Viens encore. C’est Orthez où tu es. Bonheur est là. Pose donc ton chapeau sur la chaise qui est là. Tu as soif ? Voici de l’eau de puits bleue et du vin. Ma mère va descendre et te dire : « Samain… » et ma chienne appuyer son museau sur ta main. Je parle. Tu souris d’un sérieux sourire. Le temps n’existe pas. Et tu me laisses dire. Le soir vient. Nous marchons dans la lumière jaune qui fait les fins du jour ressembler à l’Automne. Et nous longeons le gave. Une colombe rauque gémit tout doucement dans un peuplier glauque. Je bavarde. Tu souris encore. Bonheur se tait. Voici la route obscure au déclin de L’Été, voici que nous rentrons sur les pauvres pavés, voici l’ombre à genoux près des belles-de-nuit qui ornent les seuils noirs où la fumée bleuit. Ta mort ne change rien. L’ombre que tu aimais, où tu vivais, où tu souffrais, où tu chantais, c’est nous qui la quittons et c’est toi qui la gardes.
Ta lumière naquit de cette obscurité qui nous pousse à genoux par ces beaux soirs d’Été où, flairant Dieu qui passe et fait vivre les blés, sous les liserons noirs aboient les chiens de garde. Je ne regrette pas ta mort. D’autres mettront le laurier qui convient aux rides de ton front. Moi, j’aurais peur de te blesser, te connaissant. Il ne faut pas cacher aux enfants de seize ans qui suivront ton cercueil en pleurant sur ta lyre, la gloire de ceux-là qui meurent le front libre. (suite, non présente sur le manuscrit)
Je ne regrette pas ta mort. Ta vie est là. Comme la voix du vent qui berce les lilas ne meurt point, mais revient après bien des années dans les mêmes lilas qu’on avait cru fanés, tes chants, mon cher Samain, reviendront pour bercer les enfants que déjà mûrissent nos pensées. Sur ta tombe, pareil à quelque pâtre antique dont pleure le troupeau sur la pauvre colline,
je chercherais en vain ce que je peux porter. Le sel serait mangé par l’agneau des ravines et le vin serait bu par ceux qui t’ont pillé. Je songe à toi.

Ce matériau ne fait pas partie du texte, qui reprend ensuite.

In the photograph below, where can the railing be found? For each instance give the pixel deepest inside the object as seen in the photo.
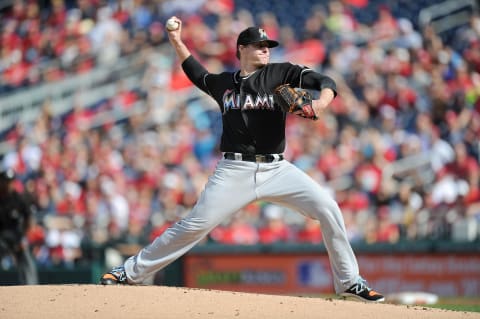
(448, 14)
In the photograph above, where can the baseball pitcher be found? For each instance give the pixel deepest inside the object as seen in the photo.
(254, 102)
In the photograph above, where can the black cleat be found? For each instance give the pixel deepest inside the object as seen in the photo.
(362, 292)
(116, 276)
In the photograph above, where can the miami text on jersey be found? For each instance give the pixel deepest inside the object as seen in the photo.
(231, 100)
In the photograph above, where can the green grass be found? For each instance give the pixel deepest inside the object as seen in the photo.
(470, 304)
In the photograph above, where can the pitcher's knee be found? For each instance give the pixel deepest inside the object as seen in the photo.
(196, 225)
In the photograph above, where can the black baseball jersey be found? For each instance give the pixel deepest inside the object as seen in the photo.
(252, 122)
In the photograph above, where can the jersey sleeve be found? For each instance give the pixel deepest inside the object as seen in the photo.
(196, 73)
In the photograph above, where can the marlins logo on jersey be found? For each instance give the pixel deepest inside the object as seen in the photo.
(231, 101)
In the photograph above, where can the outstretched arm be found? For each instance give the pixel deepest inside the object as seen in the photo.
(192, 68)
(175, 37)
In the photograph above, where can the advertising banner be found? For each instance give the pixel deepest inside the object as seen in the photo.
(445, 274)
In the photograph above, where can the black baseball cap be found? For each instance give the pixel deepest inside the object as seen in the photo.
(254, 35)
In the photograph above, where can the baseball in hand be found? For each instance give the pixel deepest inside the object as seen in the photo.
(172, 24)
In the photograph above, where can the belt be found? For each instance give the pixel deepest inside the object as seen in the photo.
(257, 158)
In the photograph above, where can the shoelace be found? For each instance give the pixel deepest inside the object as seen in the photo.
(362, 285)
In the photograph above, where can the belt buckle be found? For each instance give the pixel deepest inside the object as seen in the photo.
(260, 158)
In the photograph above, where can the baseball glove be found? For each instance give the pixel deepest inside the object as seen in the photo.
(298, 102)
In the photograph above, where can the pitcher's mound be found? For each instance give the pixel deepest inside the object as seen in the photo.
(93, 301)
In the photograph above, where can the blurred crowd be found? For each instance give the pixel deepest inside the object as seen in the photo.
(406, 95)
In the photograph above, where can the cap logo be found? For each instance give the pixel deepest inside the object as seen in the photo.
(263, 34)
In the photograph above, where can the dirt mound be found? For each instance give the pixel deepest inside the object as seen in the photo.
(92, 301)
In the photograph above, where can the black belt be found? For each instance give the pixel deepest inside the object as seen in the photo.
(257, 158)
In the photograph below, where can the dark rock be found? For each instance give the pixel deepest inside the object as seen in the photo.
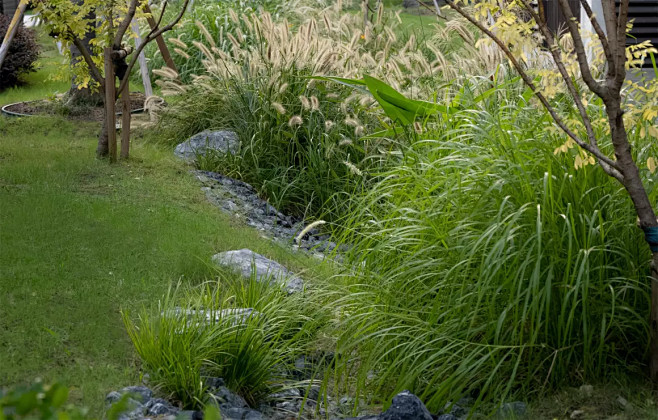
(225, 398)
(406, 406)
(112, 397)
(190, 415)
(140, 393)
(247, 261)
(240, 199)
(512, 410)
(159, 407)
(214, 383)
(199, 144)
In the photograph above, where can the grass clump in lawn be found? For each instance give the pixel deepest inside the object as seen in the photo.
(82, 240)
(246, 332)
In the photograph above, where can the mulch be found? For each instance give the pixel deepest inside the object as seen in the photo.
(56, 107)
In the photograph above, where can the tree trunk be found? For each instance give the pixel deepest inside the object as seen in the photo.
(647, 218)
(653, 325)
(125, 121)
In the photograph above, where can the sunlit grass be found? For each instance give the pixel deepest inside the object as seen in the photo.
(81, 239)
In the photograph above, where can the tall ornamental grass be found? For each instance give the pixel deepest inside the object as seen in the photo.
(490, 267)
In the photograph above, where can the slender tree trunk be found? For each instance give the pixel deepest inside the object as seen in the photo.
(77, 95)
(653, 325)
(645, 212)
(125, 121)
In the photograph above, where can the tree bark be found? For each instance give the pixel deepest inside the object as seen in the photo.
(125, 121)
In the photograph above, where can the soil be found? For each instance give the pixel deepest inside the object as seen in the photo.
(76, 113)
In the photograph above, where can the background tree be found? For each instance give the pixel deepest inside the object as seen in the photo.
(591, 63)
(104, 58)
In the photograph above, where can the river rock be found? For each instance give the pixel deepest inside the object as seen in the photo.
(199, 144)
(246, 262)
(406, 406)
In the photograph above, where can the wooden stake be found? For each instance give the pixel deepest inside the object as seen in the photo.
(161, 44)
(110, 99)
(125, 121)
(11, 30)
(143, 69)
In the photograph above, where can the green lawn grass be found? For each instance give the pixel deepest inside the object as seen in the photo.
(49, 79)
(81, 239)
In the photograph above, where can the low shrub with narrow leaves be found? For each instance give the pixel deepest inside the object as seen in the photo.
(22, 56)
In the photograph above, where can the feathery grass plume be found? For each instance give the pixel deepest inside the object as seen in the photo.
(306, 104)
(205, 33)
(295, 121)
(307, 229)
(352, 122)
(315, 103)
(182, 53)
(234, 41)
(178, 43)
(234, 16)
(279, 108)
(201, 47)
(353, 169)
(166, 72)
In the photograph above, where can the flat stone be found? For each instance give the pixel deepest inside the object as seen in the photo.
(199, 144)
(140, 393)
(247, 262)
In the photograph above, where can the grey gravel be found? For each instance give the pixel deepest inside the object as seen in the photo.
(199, 144)
(247, 262)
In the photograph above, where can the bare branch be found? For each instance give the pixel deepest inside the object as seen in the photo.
(150, 37)
(95, 73)
(581, 55)
(599, 31)
(125, 24)
(622, 20)
(611, 166)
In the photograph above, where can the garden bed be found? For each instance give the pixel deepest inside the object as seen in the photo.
(76, 113)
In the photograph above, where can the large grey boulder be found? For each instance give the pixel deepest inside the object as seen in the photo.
(406, 406)
(199, 144)
(247, 262)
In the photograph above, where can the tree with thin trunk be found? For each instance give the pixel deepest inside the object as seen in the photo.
(590, 64)
(107, 57)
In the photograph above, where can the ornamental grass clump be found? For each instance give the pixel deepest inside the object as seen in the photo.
(491, 267)
(247, 332)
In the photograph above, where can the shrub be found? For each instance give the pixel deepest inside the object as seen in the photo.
(22, 55)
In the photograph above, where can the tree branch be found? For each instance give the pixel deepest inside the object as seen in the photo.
(125, 24)
(581, 55)
(95, 73)
(622, 20)
(150, 37)
(608, 165)
(599, 31)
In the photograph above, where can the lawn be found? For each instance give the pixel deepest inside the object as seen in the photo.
(81, 239)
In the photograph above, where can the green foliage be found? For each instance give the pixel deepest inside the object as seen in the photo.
(520, 273)
(22, 55)
(180, 348)
(61, 296)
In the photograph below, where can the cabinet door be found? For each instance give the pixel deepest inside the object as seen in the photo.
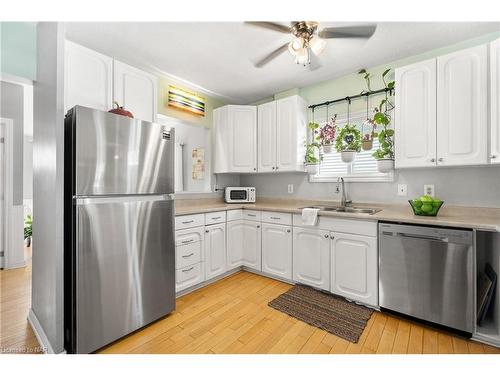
(252, 245)
(215, 250)
(415, 118)
(495, 100)
(136, 91)
(242, 138)
(277, 250)
(290, 122)
(266, 126)
(311, 257)
(354, 272)
(462, 107)
(234, 237)
(88, 78)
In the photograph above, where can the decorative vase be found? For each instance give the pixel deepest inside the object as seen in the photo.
(348, 156)
(311, 168)
(367, 145)
(327, 149)
(385, 165)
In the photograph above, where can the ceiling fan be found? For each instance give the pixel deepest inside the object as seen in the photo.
(307, 38)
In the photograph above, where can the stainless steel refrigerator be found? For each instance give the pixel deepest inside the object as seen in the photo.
(119, 258)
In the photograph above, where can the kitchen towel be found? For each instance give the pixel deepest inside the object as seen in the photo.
(309, 216)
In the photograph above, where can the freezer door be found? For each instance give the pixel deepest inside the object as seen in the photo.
(125, 266)
(118, 155)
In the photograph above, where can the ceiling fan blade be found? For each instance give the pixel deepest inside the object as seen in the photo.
(271, 26)
(278, 51)
(348, 32)
(315, 63)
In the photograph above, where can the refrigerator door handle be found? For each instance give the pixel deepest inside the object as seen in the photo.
(81, 200)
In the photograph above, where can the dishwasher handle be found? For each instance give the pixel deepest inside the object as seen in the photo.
(422, 237)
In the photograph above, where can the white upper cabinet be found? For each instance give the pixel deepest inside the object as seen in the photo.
(277, 250)
(88, 78)
(311, 257)
(266, 124)
(291, 119)
(215, 250)
(415, 115)
(462, 102)
(495, 101)
(235, 136)
(136, 91)
(354, 267)
(252, 245)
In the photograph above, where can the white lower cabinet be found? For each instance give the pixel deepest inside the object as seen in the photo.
(311, 257)
(354, 267)
(234, 236)
(252, 245)
(277, 250)
(215, 250)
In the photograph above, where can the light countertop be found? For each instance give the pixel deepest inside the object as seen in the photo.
(480, 218)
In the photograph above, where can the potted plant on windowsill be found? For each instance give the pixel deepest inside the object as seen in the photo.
(348, 143)
(327, 135)
(313, 155)
(382, 117)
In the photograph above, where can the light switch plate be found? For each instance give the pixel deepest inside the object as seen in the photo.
(429, 190)
(403, 190)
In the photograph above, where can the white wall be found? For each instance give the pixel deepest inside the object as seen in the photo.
(48, 147)
(467, 186)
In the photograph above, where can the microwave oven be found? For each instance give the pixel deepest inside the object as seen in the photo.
(239, 195)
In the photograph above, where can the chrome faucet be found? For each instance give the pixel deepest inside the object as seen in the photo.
(343, 202)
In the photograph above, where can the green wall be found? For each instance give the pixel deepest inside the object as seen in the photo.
(353, 84)
(210, 103)
(18, 49)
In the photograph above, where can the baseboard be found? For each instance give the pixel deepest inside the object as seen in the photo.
(40, 333)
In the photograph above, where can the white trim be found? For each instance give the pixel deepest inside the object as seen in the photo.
(40, 335)
(13, 246)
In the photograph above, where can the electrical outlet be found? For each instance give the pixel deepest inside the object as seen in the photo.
(403, 190)
(429, 190)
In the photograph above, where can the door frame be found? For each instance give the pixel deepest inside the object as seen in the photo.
(13, 215)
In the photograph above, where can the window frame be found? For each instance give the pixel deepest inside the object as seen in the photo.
(349, 176)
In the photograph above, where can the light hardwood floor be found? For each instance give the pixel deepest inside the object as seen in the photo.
(232, 316)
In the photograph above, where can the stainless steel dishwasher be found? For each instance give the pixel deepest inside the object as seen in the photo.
(427, 273)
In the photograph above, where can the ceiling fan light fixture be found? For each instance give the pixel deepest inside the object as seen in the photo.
(317, 44)
(295, 46)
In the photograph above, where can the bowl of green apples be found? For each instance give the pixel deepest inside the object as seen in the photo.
(425, 205)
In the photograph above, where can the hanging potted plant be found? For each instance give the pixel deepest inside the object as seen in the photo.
(327, 135)
(382, 117)
(313, 155)
(348, 143)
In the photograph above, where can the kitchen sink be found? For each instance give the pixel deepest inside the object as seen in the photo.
(357, 210)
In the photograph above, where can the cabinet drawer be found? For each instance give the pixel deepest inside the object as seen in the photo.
(188, 236)
(234, 215)
(277, 218)
(188, 255)
(215, 217)
(251, 215)
(189, 221)
(189, 276)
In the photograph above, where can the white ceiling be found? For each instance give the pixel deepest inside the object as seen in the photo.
(219, 56)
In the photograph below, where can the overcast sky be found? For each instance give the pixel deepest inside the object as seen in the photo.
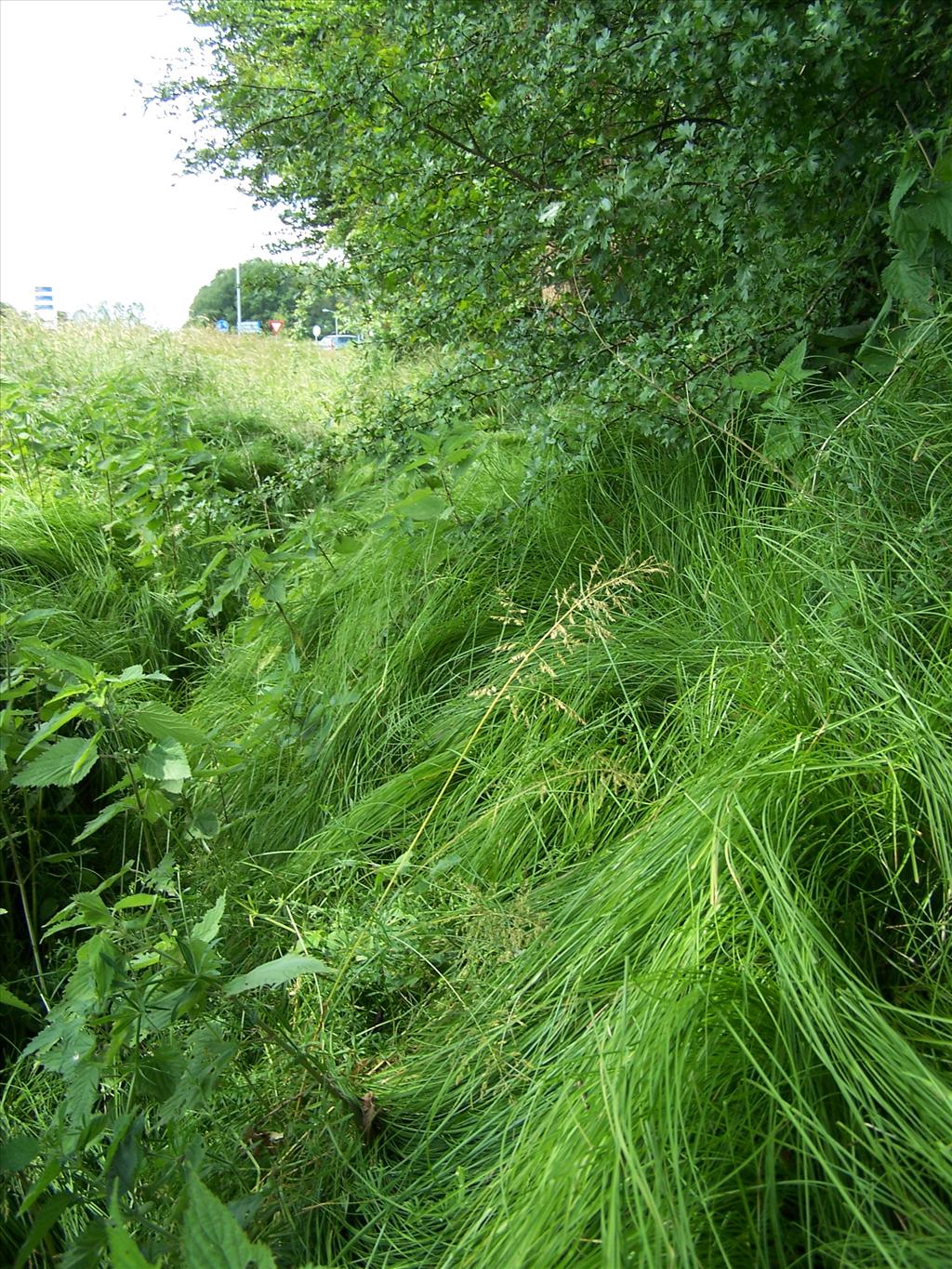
(91, 198)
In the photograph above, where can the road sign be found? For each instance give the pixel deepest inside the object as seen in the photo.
(44, 303)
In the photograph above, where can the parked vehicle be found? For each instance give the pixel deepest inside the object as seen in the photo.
(340, 340)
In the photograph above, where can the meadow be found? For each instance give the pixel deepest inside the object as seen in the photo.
(423, 852)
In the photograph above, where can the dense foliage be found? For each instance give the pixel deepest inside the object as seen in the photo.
(676, 185)
(270, 288)
(444, 825)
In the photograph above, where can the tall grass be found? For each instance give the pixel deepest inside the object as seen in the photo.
(622, 815)
(649, 962)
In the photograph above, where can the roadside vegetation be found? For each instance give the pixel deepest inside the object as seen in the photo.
(459, 819)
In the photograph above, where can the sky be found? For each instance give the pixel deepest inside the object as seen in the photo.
(91, 195)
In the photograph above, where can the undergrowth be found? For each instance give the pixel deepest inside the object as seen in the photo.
(489, 871)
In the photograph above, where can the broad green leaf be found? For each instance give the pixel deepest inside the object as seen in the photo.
(163, 722)
(44, 1221)
(207, 929)
(165, 761)
(421, 505)
(7, 998)
(274, 590)
(212, 1238)
(937, 209)
(753, 381)
(274, 973)
(124, 1252)
(792, 364)
(52, 725)
(106, 815)
(131, 674)
(65, 763)
(18, 1153)
(902, 188)
(204, 825)
(907, 281)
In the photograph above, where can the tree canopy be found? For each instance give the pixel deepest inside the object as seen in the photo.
(690, 184)
(270, 288)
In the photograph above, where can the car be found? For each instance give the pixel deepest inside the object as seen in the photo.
(340, 340)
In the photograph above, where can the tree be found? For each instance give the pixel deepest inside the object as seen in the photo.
(692, 184)
(270, 288)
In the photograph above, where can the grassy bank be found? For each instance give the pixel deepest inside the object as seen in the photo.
(608, 819)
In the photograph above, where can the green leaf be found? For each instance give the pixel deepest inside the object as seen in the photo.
(906, 281)
(204, 825)
(106, 815)
(7, 998)
(902, 188)
(753, 381)
(18, 1153)
(65, 763)
(421, 505)
(52, 725)
(45, 1220)
(131, 674)
(124, 1252)
(163, 722)
(792, 364)
(274, 590)
(274, 973)
(165, 761)
(207, 929)
(212, 1238)
(937, 209)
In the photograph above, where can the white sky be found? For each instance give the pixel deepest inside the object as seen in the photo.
(91, 198)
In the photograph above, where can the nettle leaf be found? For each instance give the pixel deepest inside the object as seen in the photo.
(212, 1238)
(937, 209)
(163, 722)
(207, 929)
(753, 381)
(204, 825)
(275, 973)
(65, 763)
(18, 1153)
(906, 281)
(166, 763)
(792, 364)
(52, 725)
(106, 815)
(421, 505)
(902, 188)
(124, 1252)
(11, 1001)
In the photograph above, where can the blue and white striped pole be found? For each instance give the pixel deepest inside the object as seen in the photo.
(44, 305)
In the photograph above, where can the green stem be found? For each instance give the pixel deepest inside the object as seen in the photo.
(27, 913)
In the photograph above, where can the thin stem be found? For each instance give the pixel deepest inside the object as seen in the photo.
(27, 913)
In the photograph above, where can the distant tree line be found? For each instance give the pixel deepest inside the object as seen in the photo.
(298, 295)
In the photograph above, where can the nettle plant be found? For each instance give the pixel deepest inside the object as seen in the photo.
(146, 1025)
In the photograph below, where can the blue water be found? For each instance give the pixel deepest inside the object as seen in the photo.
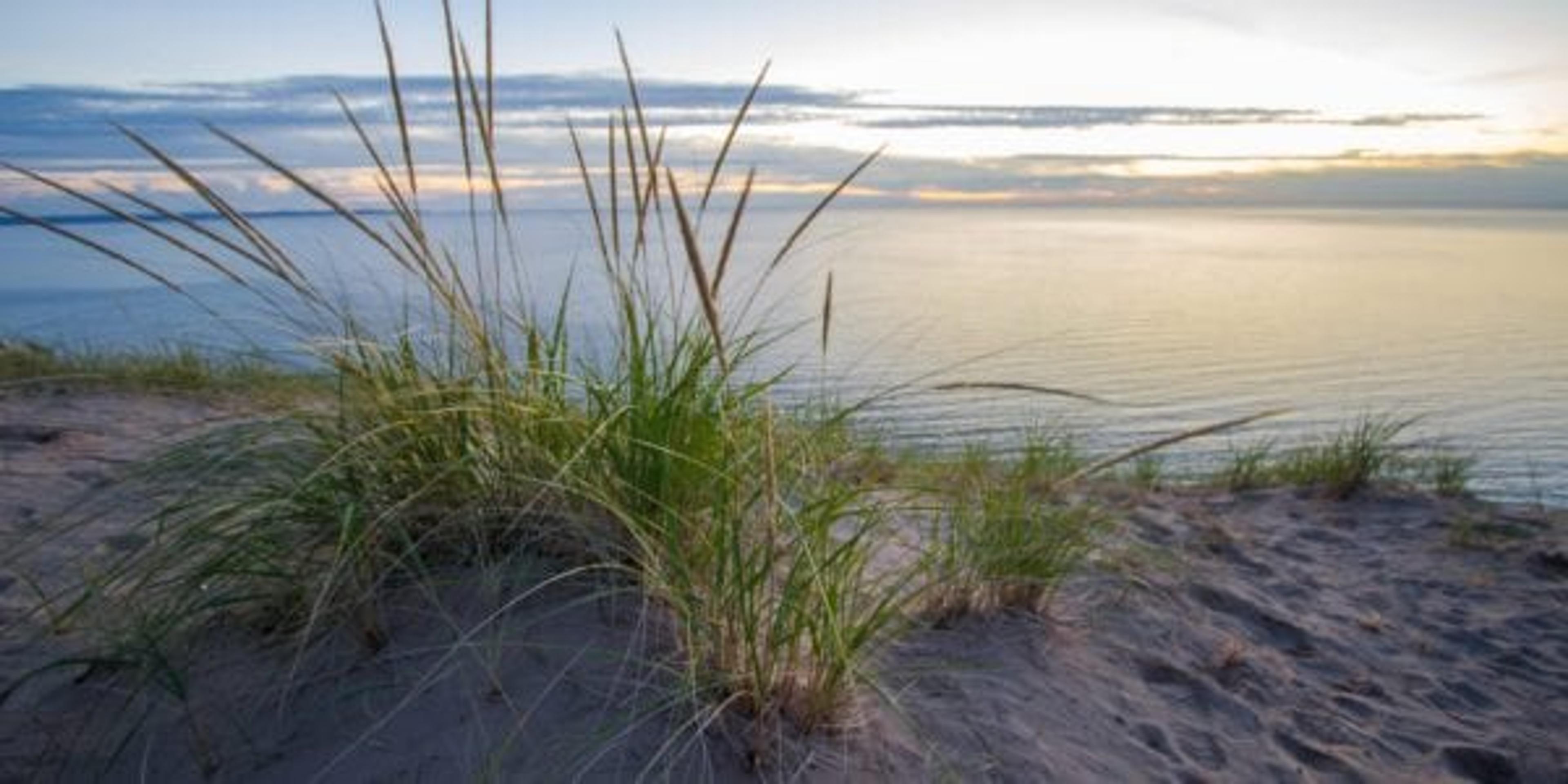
(1181, 316)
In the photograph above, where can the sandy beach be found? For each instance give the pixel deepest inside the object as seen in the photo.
(1269, 636)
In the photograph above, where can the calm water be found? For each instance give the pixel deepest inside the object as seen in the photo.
(1187, 317)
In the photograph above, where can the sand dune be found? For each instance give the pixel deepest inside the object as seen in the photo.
(1260, 637)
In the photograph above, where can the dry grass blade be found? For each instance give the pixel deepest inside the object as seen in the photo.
(735, 226)
(457, 95)
(110, 253)
(698, 274)
(821, 206)
(593, 198)
(391, 192)
(1167, 441)
(827, 314)
(490, 68)
(397, 107)
(1037, 390)
(637, 106)
(276, 261)
(316, 194)
(615, 198)
(487, 126)
(730, 138)
(134, 220)
(225, 242)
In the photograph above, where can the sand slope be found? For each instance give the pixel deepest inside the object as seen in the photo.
(1274, 637)
(1260, 637)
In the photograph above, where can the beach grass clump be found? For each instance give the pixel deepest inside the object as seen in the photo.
(474, 427)
(1004, 546)
(1354, 459)
(1249, 468)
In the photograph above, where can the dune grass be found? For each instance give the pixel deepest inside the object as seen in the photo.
(479, 427)
(1360, 455)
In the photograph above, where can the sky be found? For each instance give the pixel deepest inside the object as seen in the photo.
(1333, 102)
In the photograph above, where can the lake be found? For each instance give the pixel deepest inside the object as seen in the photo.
(1181, 317)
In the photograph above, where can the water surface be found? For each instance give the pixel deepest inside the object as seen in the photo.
(1183, 316)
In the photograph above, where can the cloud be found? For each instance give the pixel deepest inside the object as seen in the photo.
(1105, 117)
(68, 131)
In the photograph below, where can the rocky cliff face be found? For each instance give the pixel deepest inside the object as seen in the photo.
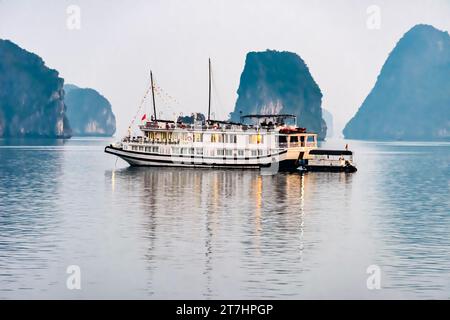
(31, 96)
(89, 113)
(328, 118)
(411, 98)
(279, 82)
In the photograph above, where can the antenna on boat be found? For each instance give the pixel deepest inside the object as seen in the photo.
(153, 95)
(209, 95)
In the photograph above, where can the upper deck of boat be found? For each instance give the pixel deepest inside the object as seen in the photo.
(219, 126)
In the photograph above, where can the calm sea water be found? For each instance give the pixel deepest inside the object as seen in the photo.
(184, 233)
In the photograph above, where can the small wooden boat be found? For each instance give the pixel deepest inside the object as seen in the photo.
(329, 161)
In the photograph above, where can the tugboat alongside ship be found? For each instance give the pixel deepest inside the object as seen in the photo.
(257, 141)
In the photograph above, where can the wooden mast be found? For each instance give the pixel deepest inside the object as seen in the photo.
(209, 95)
(153, 95)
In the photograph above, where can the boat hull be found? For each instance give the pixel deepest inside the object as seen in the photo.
(278, 162)
(312, 168)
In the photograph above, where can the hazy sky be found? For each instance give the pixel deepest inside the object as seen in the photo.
(120, 41)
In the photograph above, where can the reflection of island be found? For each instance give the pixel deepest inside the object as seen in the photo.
(30, 188)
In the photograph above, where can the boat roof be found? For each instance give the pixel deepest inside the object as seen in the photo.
(331, 152)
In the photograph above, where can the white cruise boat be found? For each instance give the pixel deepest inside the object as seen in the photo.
(258, 141)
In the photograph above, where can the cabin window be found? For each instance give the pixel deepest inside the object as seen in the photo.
(198, 137)
(255, 139)
(199, 151)
(217, 137)
(230, 138)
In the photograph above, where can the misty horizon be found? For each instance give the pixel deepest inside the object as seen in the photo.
(117, 44)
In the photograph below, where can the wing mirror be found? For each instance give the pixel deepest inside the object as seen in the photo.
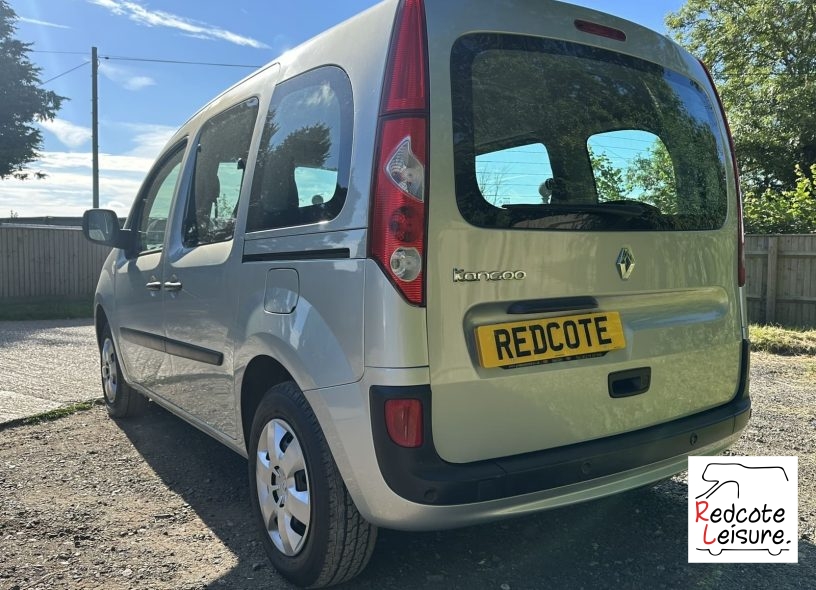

Le jour baisse comme ce jour où je te vis dans mon vieux salon de campagne. Je songe à toi. Je songe aux montagnes natales. Je songe à ce Versaille où tu me promenas, où nous disions des vers, tristes et pas à pas. Je songe à ton ami et je songe à ta mère. Je songe à ces moutons qui, au bord du lac bleu, en attendant la mort bêlaient sur leurs clarines. Je songe à toi. Je songe au vide pur des cieux. Je songe à l’eau sans fin, à la clarté des feux. Je songe à la rosée qui brille sur les vignes. Je songe à toi. Je songe à moi. Je songe à Dieu.